Self Normalizing Flows

In this work, we take a different path than most normalizing flow literature, and instead of trying to simplify or approximate the computation of Jacobian determinant, we approximate its gradient. To do this, we leverage the inverse function theorem, which states that for invertible functions, the inverse of the Jacobian matrix is given by the Jacobian of the inverse function, i.e. $\mathbf{J}_f^{-1} = \mathbf{J}_{f^{-1}}$. Thus, if we are able approximate the inverse of $f$, we have simultaneously achieved an approximation for the gradient required to train $f$. In other words, if $f^{-1} \approx g$, then $\mathbf{J}_{f}^{-1} \approx \mathbf{J}_{g}$, and we have avoided computation of both the inverse and the Jacobian determinant.⁴

Following this idea, we propose to define and parameterize both the forward and inverse functions $f$ and $g$ with parameters $\theta$ and $\gamma$ respectively. We then propose to constrain the parameterized inverse $g$ to be approximately equal to the true inverse $f^{-1}$ though a reconstruction loss.

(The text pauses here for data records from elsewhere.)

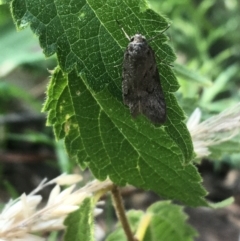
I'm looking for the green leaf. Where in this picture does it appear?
[12,0,206,206]
[0,23,50,77]
[144,201,197,241]
[174,63,212,86]
[64,198,94,241]
[106,201,197,241]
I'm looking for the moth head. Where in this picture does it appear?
[128,34,148,56]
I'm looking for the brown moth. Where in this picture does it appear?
[122,26,167,125]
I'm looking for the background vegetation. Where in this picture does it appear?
[0,0,240,240]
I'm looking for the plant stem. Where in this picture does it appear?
[112,185,137,241]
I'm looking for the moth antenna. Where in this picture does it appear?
[148,24,171,42]
[116,20,131,41]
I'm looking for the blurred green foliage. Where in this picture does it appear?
[149,0,240,114]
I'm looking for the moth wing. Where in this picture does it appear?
[140,68,166,124]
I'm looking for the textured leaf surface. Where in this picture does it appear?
[12,0,206,205]
[107,201,197,241]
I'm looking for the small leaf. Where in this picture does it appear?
[106,201,198,241]
[64,198,94,241]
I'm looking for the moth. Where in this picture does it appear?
[122,25,167,125]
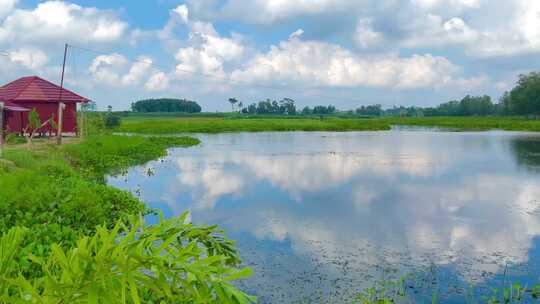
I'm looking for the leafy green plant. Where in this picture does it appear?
[0,213,256,304]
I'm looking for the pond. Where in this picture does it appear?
[109,130,540,303]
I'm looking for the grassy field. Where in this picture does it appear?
[118,114,540,134]
[0,135,199,270]
[380,117,540,132]
[118,117,390,134]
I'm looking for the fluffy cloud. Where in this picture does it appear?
[89,53,170,91]
[144,72,169,91]
[0,1,128,43]
[218,0,354,24]
[354,18,384,48]
[9,49,49,70]
[89,54,128,85]
[232,31,474,89]
[122,56,154,85]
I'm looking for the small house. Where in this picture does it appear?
[0,76,90,134]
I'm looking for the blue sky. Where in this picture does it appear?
[0,0,540,111]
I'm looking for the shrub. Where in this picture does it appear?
[0,214,255,304]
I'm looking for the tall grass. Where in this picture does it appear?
[118,117,390,134]
[0,135,198,276]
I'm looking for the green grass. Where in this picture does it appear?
[118,113,540,134]
[118,117,390,134]
[379,116,540,132]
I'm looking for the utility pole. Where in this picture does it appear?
[56,43,69,145]
[0,101,4,158]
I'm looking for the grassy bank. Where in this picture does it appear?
[118,113,540,134]
[119,117,390,134]
[0,135,253,303]
[0,135,198,264]
[379,116,540,132]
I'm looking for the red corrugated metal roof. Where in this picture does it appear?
[0,76,89,102]
[4,106,30,112]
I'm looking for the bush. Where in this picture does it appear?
[0,214,255,304]
[105,113,122,128]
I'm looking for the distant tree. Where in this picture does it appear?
[81,101,97,112]
[131,98,202,113]
[302,107,313,115]
[313,105,336,115]
[23,108,56,146]
[356,104,383,116]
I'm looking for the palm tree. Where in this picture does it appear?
[229,98,238,112]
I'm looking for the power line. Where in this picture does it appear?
[68,44,358,102]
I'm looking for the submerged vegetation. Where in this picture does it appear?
[0,134,254,303]
[117,116,540,134]
[118,117,390,134]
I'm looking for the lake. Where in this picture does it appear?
[109,130,540,303]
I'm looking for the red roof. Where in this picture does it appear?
[0,76,90,102]
[4,106,30,112]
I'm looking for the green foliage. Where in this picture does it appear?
[79,112,107,136]
[0,135,198,275]
[118,117,390,134]
[378,116,540,132]
[62,135,199,182]
[131,98,201,113]
[242,98,297,115]
[5,133,26,145]
[0,148,145,277]
[0,214,255,304]
[105,113,122,128]
[502,72,540,115]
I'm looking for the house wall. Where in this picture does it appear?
[6,102,77,133]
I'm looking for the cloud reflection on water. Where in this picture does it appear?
[107,132,540,302]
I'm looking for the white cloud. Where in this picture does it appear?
[354,18,384,48]
[0,1,128,43]
[173,4,189,23]
[122,56,153,85]
[144,72,169,91]
[9,49,49,70]
[89,54,128,85]
[222,0,354,24]
[232,32,474,88]
[175,21,244,77]
[0,0,18,18]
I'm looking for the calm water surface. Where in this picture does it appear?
[109,131,540,303]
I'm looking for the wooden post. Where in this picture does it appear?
[79,104,84,139]
[56,43,69,145]
[0,101,4,158]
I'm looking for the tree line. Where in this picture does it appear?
[131,98,202,113]
[355,72,540,116]
[125,72,540,117]
[229,98,337,115]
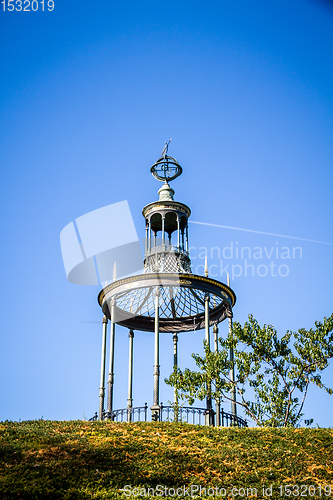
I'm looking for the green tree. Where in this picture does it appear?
[165,314,333,427]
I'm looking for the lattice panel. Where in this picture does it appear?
[144,253,191,273]
[116,286,222,318]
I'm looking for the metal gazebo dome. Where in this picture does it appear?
[92,141,246,425]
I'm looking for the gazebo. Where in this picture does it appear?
[93,141,247,426]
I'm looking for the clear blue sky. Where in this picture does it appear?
[0,0,333,426]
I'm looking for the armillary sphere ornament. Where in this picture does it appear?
[150,139,183,182]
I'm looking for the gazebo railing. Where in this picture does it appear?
[89,403,247,427]
[160,403,207,425]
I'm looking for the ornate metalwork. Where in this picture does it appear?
[98,273,236,333]
[89,403,248,427]
[150,143,183,182]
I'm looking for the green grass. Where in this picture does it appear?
[0,420,333,500]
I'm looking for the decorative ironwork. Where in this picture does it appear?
[98,273,235,333]
[89,403,248,427]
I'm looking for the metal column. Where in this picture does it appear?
[127,329,134,422]
[107,299,116,418]
[148,221,151,250]
[173,333,178,422]
[227,274,237,417]
[186,221,188,252]
[205,292,214,425]
[162,215,165,245]
[151,287,160,422]
[213,325,221,427]
[98,315,108,420]
[177,216,180,250]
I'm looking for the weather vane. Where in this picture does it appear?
[150,139,183,183]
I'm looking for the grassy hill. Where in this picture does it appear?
[0,420,333,500]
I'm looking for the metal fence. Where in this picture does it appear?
[89,403,247,427]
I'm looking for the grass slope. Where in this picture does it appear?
[0,421,333,500]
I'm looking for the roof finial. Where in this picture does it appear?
[150,139,183,184]
[161,139,171,158]
[205,255,208,278]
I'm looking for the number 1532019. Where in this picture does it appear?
[1,0,54,12]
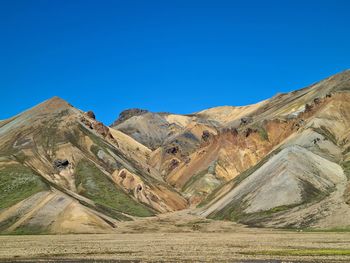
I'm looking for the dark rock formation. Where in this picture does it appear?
[111,108,149,127]
[165,146,179,155]
[53,159,69,170]
[202,130,211,142]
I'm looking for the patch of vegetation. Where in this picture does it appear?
[0,164,48,210]
[258,127,269,141]
[75,160,154,217]
[313,126,338,145]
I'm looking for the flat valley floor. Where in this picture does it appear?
[0,213,350,262]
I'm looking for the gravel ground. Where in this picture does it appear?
[0,233,350,262]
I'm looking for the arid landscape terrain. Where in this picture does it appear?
[0,71,350,262]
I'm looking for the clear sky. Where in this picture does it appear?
[0,0,350,124]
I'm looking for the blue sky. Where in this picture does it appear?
[0,0,350,124]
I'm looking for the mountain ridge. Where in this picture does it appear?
[0,70,350,234]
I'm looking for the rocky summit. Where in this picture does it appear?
[0,71,350,234]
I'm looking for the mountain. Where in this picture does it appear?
[0,97,187,233]
[0,71,350,234]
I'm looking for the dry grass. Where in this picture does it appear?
[0,230,350,262]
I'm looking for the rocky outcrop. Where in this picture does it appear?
[111,108,149,127]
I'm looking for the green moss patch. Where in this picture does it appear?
[75,161,154,219]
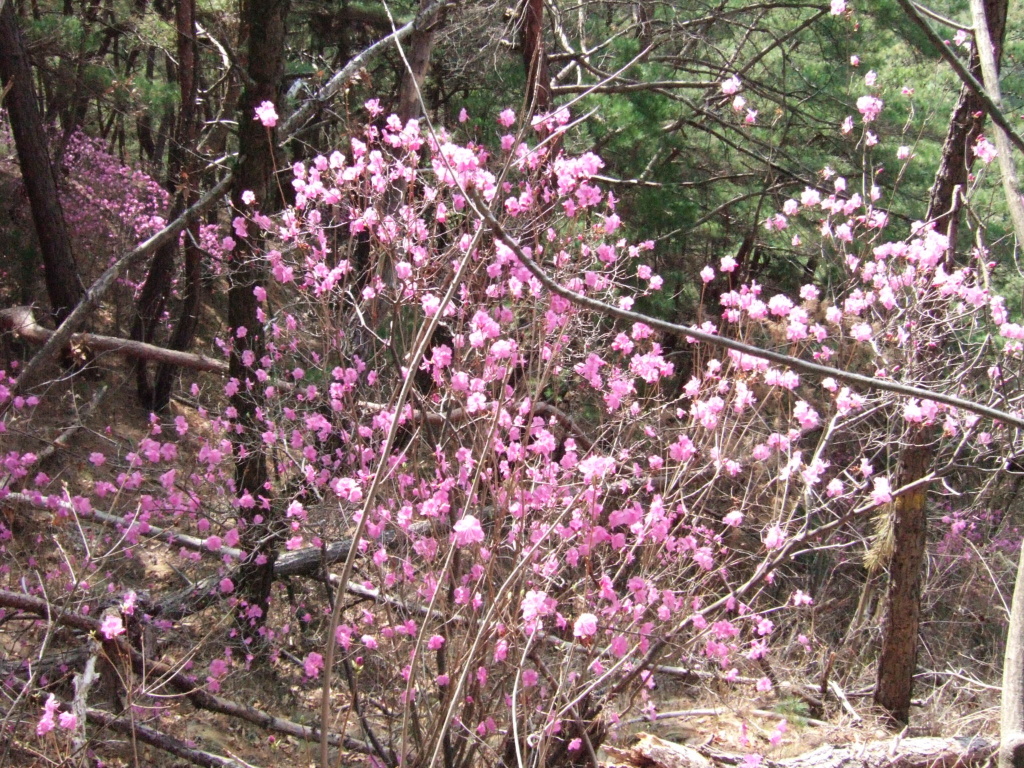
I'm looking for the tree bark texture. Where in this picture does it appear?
[395,0,438,125]
[522,0,551,115]
[0,2,85,323]
[604,733,995,768]
[131,0,201,411]
[874,428,933,723]
[227,0,288,626]
[997,544,1024,768]
[874,0,1007,723]
[153,0,203,411]
[926,0,1007,259]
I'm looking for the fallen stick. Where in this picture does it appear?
[0,590,375,755]
[8,172,233,398]
[0,306,227,375]
[86,709,254,768]
[604,733,996,768]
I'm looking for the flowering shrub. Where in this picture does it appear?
[0,58,1024,765]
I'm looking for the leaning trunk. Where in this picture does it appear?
[227,0,288,633]
[0,0,85,323]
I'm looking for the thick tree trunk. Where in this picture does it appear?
[395,0,438,124]
[0,0,85,323]
[874,0,1007,723]
[874,429,933,723]
[149,0,203,411]
[522,0,551,115]
[927,0,1007,256]
[227,0,288,628]
[997,544,1024,768]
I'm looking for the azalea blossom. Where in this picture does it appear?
[99,614,125,640]
[452,515,483,547]
[974,136,998,165]
[572,613,597,637]
[255,101,278,128]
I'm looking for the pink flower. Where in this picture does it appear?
[254,101,278,128]
[99,615,125,640]
[793,590,814,607]
[453,515,483,547]
[761,524,785,549]
[572,613,597,637]
[36,693,58,736]
[857,96,885,123]
[302,651,324,678]
[850,323,871,341]
[722,509,743,528]
[871,477,893,507]
[974,136,998,165]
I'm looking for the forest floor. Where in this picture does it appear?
[0,360,998,768]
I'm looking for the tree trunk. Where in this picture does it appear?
[0,0,85,323]
[522,0,551,116]
[997,543,1024,768]
[227,0,288,632]
[874,428,933,723]
[395,0,438,125]
[874,0,1007,723]
[144,0,203,411]
[604,733,995,768]
[926,0,1007,256]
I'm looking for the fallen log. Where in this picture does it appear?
[0,306,227,375]
[601,733,997,768]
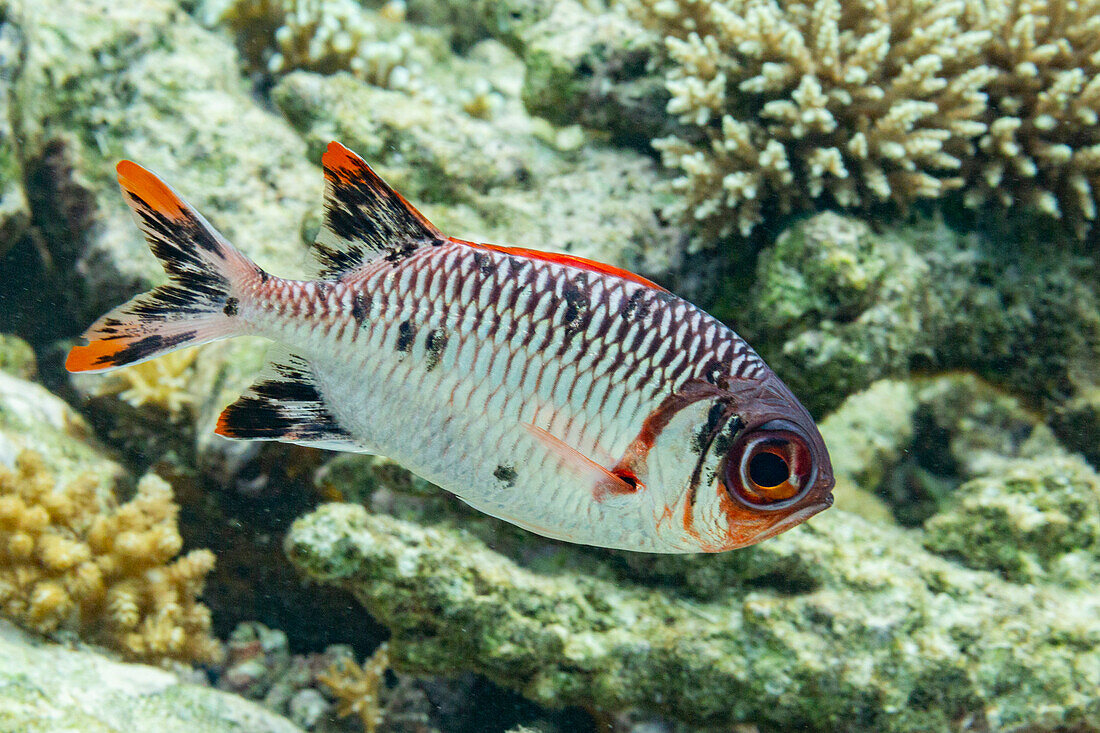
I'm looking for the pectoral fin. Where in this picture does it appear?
[520,423,645,502]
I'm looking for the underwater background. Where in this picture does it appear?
[0,0,1100,733]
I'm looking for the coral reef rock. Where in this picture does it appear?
[924,449,1100,588]
[287,497,1100,731]
[734,212,1100,416]
[200,0,435,89]
[272,55,683,275]
[7,0,322,336]
[286,373,1100,732]
[0,622,301,733]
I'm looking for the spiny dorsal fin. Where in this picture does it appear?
[314,142,444,277]
[215,347,372,452]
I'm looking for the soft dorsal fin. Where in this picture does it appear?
[215,347,373,452]
[314,142,446,277]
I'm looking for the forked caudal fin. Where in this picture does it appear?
[65,161,262,372]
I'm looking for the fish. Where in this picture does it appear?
[65,142,834,554]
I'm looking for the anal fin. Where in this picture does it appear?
[215,349,373,453]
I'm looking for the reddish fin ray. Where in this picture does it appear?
[314,142,447,277]
[520,423,645,502]
[457,237,668,293]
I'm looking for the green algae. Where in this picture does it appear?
[286,374,1100,731]
[738,208,1100,420]
[287,504,1100,731]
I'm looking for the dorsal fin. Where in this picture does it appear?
[314,142,446,277]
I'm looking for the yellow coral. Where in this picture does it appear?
[624,0,1100,241]
[0,451,220,661]
[317,643,389,733]
[94,349,198,417]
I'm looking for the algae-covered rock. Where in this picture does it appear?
[272,56,683,274]
[0,0,31,258]
[521,0,670,150]
[0,622,301,733]
[747,214,933,407]
[286,374,1100,731]
[737,214,1100,416]
[0,371,123,492]
[0,333,37,379]
[924,449,1100,588]
[287,504,1100,731]
[9,0,322,337]
[821,373,1042,526]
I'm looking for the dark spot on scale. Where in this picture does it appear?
[562,280,592,339]
[493,466,518,489]
[622,289,652,320]
[474,252,493,275]
[703,359,728,384]
[396,320,416,353]
[691,401,727,455]
[425,328,449,372]
[351,293,371,326]
[96,331,195,365]
[714,415,745,455]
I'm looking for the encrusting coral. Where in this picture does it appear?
[625,0,1100,241]
[0,451,220,661]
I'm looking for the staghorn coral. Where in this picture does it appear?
[625,0,1100,242]
[966,0,1100,236]
[0,451,219,660]
[628,0,996,242]
[207,0,418,89]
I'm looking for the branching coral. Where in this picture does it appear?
[318,643,389,733]
[966,0,1100,236]
[208,0,416,89]
[625,0,1100,239]
[0,451,219,660]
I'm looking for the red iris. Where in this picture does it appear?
[723,420,816,508]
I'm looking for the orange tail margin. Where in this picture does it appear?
[65,161,262,372]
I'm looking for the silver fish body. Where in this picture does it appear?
[69,144,833,553]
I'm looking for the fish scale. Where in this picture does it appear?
[66,143,833,553]
[245,239,752,541]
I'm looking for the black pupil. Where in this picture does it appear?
[749,451,791,489]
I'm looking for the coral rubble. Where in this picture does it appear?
[286,374,1100,731]
[626,0,1100,241]
[0,622,301,733]
[0,452,219,660]
[287,497,1100,731]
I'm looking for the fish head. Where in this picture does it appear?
[648,370,835,553]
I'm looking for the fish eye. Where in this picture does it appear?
[723,420,817,508]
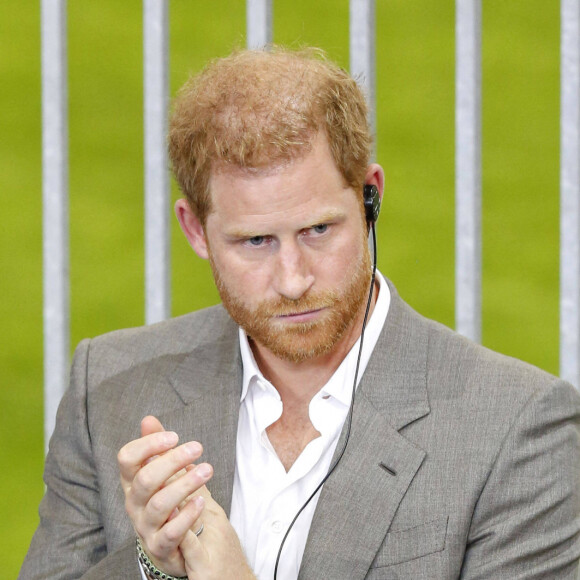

We can thus define our maximization objective as the mixture of the log-likelihoods induced by both models minus the reconstruction penalty constraint, i.e.:

$$\begin{equation} \begin{split} \mathcal{L}(\mathbf{x}) & = \frac{1}{2} \log p^{f}_{\mathbf{X}}(\mathbf{x}) + \frac{1}{2} \log p^{g}_{\mathbf{X}}(\mathbf{x}) - \lambda ||g \left( f (\mathbf{x}) \right) - \mathbf{x} ||^2_2 \end{split} \end{equation}$$

We see that when $f = g^{-1}$ exactly, this is equivalent to the traditional normalizing flow framework.

Examples

Self Normalizing Fully Connected Layer

As a specific case of the above model, we consider a single fully connected layer, as exemplified in the figure at the top of this post. Let $f(\mathbf{x}) = \mathbf{W} \mathbf{x} = \mathbf{z}$, and $g(\mathbf{z}) = \mathbf{R} \mathbf{z}$, such that $\mathbf{W}^{-1} \approx \mathbf{R}$. Taking the gradient of objective for this model, and approximating inverse matricies with their learned inverses, we get:

$$\begin{equation} \begin{split} \frac{\partial}{\partial \mathbf{W}} \mathcal{L}(\mathbf{x}) & = \frac{1}{2} \underbrace{\left(\frac{\partial}{\partial \mathbf{W}} \log p_{\mathbf{Z}}(\mathbf{W} \mathbf{x}) + \mathbf{W}^{-T}\right)}_{\textstyle \approx \delta_{\mathbf{z}} \mathbf{x}^T + \mathbf{R}^T} \ - \frac{\partial}{\partial \mathbf{W}} \lambda \mathcal{E} \end{split} \end{equation}$$ $$\begin{equation} \begin{split} \frac{\partial}{\partial \mathbf{R}} \mathcal{L}(\mathbf{x}) & = \frac{1}{2} \underbrace{\left(\frac{\partial}{\partial \mathbf{R}} \log p_{\mathbf{Z}}(\mathbf{R}^{-1} \mathbf{x}) - \mathbf{R}^{-T} \right)}_{\textstyle \approx - \delta_{\mathbf{x}} \mathbf{z}^T - \mathbf{W}^T}\ - \frac{\partial}{\partial \mathbf{R}} \lambda \mathcal{E} \\ \end{split} \end{equation}$$

where $\mathcal{E}$ denotes the reconstruction error, $\frac{\partial}{\partial \mathbf{W}} \lambda \mathcal{E} = 2\lambda \mathbf{R}^T(\hat{\mathbf{x}} - \mathbf{x}) \mathbf{x}^T$, $\frac{\partial}{\partial \mathbf{R}} \lambda \mathcal{E} = 2\lambda (\hat{\mathbf{x}} - \mathbf{x})\mathbf{z}^T$, $\hat{\mathbf{x}} = \mathbf{R}\mathbf{W}\mathbf{x}$, $\delta_{\mathbf{z}} = \frac{\partial \log p_{\mathbf{Z}}(\mathbf{z})}{\partial \mathbf{z}}$, and $\delta_{\mathbf{x}} = \frac{\partial \log p_{\mathbf{Z}}(\mathbf{z})}{\partial \mathbf{x}}$ are ordinarily computed by backpropagation. We observe that by using such a self normalizing layer, the gradient of the log-determinant of the Jacobian term is approximately given by the weights of the inverse transformation, sidestepping computation of the Jacobian determinant and all matrix inverses.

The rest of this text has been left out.